Sean Wilsey knows that “there’s no surer impediment to a good time than knowing you’ll have to write about it.” So much for the guy who’s reviewing his book.
More Curious, Wilsey’s collection of previously published essays, is enjoyable, occasionally hilarious, and always insightful. It delves into unexpected topics, turning apparent minutiae into allegorical exposés of wide-ranging attitudes and American points of view. Part of the author’s charm is his ability to research and adventure. Obstacles be damned, he tracks down the story of a short-lived marketing campaign for Red Roof Inn that utilized a low-maintenance, animated character voiced by John Goodman, remnants of which no longer exist in the cyber-sphere; he gets the authority on New York City’s rat population on the phone, only to discover his knowledge already exceeds that of the representative of the Department of Health and Mental Hygiene; on a tour of NASA, he hones his understanding of a piece of machinery that already handles urine, and hopefully will soon handle excrement, turning waste into water—an integral part of any attempt to visit Mars.
The author of the best-selling memoir of Oh, The Glory of it All—the title of which also was inspired by events related to fecal matter—is like Sherlock Holmes if, instead of solving mysteries and confronting villains, the detective just pursued small details that tickled him. But Wilsey also weaves those pursuits into heartfelt personal anecdotes that make poignant, decidedly liberal comments on contemporary American culture. The heaps of praise bestowed upon Wilsey’s attention to detail can perhaps be attributed to the fact that, with Wilsey, it is never obvious that what is being read is description.
Wilsey’s greatest skill is restraint. He doesn’t feel the need to wrap his essays up in neat conclusions and fable-like platitudes, which gives his readers plenty of room to decide for themselves about our interstate highway system’s immense structure, or our absence of a unified culture during the World Cup. Wilsey’s sporadically lofty vocabulary seems not haughty but inviting—a call to further education.
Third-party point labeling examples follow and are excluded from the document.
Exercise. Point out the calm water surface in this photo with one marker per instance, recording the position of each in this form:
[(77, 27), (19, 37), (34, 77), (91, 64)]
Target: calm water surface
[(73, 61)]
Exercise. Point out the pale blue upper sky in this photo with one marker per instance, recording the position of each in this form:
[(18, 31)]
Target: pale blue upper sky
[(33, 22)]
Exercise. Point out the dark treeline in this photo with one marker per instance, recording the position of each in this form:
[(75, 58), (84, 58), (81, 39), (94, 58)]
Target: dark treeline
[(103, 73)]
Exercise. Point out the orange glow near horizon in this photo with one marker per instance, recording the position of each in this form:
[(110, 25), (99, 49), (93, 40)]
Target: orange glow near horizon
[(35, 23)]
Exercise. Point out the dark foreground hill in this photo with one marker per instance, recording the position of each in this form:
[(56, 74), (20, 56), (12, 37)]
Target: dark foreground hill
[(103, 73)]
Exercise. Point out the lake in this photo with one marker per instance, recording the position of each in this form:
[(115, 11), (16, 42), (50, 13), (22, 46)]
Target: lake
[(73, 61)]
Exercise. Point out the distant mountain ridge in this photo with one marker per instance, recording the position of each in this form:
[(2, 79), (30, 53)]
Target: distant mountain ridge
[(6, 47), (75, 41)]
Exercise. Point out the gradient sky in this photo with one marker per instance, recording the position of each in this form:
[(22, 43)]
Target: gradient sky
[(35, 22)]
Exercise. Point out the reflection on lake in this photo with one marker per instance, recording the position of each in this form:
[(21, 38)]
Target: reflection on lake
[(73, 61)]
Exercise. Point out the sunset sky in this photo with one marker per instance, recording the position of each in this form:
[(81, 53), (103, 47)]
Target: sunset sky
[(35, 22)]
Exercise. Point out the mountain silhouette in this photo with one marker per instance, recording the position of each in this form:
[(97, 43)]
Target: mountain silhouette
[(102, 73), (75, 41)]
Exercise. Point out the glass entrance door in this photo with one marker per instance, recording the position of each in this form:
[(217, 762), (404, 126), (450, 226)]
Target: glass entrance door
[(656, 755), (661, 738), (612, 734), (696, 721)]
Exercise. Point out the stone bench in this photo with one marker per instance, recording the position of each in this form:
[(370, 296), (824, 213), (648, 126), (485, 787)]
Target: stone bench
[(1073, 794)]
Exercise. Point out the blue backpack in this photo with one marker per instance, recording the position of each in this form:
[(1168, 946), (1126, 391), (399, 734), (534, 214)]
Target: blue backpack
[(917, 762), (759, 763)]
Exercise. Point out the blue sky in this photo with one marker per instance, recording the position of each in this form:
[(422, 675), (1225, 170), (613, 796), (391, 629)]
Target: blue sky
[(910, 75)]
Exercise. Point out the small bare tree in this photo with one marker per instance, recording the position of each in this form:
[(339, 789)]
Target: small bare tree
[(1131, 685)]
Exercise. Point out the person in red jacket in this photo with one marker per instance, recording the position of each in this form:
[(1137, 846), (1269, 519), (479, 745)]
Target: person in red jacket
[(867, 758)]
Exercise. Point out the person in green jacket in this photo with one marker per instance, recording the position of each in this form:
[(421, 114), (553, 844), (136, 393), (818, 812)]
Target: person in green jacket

Genuine, earnest, high-quality writing, though, is not enough to justify this book’s existence, especially as nearly all of the essays in More Curious have already appeared in print. A collection of essays is sort of like a band’s greatest hits album; sure, it’s nice to have all the songs together back-to-back, but you could have just made a mix tape. Should you maybe raise an eyebrow and wonder if this book is a money-making scam? One of Wilsey’s essays even treats the subject of the availability of literature in the digital age, and he bravely challenges John Updike’s fear that work will be pirated and altered. “A universal library of scanned and searchable books would be the greatest imaginable gift to writers and readers alike.” If that’s true, Mr. Wilsey, why are we paying for things you’ve already sold?
As if in answer to that question, much is made, in the book’s first section, of the idea of fusion. “Writing is simply an attempt to come to terms with things that are almost impossible for me to live with otherwise,” Wilsey writes. Mentioning his reverence for two markedly different writers—the chaotic Thomas Pynchon and the controlled Joseph Mitchell—Wilsey states his goal of fusing the two styles. But his ambition to fuse essays written in a span of sixteen years falls short. Wilsey seems attracted to related ideas, his notions evolving over the years, and this is evident in his writing. But, despite the consistency of his voice, wit, wordplay, and humanity, we are still reading at one point about the owner of Shake Shack’s vision for hospitality and at another bargaining for furniture on craigslist without transition. These are undoubtedly separate, disjointed essays.
The final essay, in which Wilsey revisits Marfa, Texas, was perhaps included in the book for its pinch-me-I’m-dreaming-moment in which David Foster Wallace extols Wilsey’s first Marfa treatment. But you really want to spend that last moment with Sean Wilsey. Unlike a novelist, who asks you to swim through a singular body of water, Wilsey forces you to come up for air. When he first wrote about Marfa, he was only visiting the place. It is delightful to read, through the micro episodes of his essays, about the intervening sixteen years. Another visit with Wilsey, sixteen years from now, would probably feel just as fresh.
– Inspired by so many who came before him, Zach Borenstein was born. Otherwise, he almost certainly would not have been. But maybe. In the twenty-five years since, he has continued to emulate others and craft his own body of work through running, reading, writing, piano, and Boggle. In 2013 he moved to Ecuador to raise HIV awareness but is chiefly known in the community of Palestina as a middling basketball coach.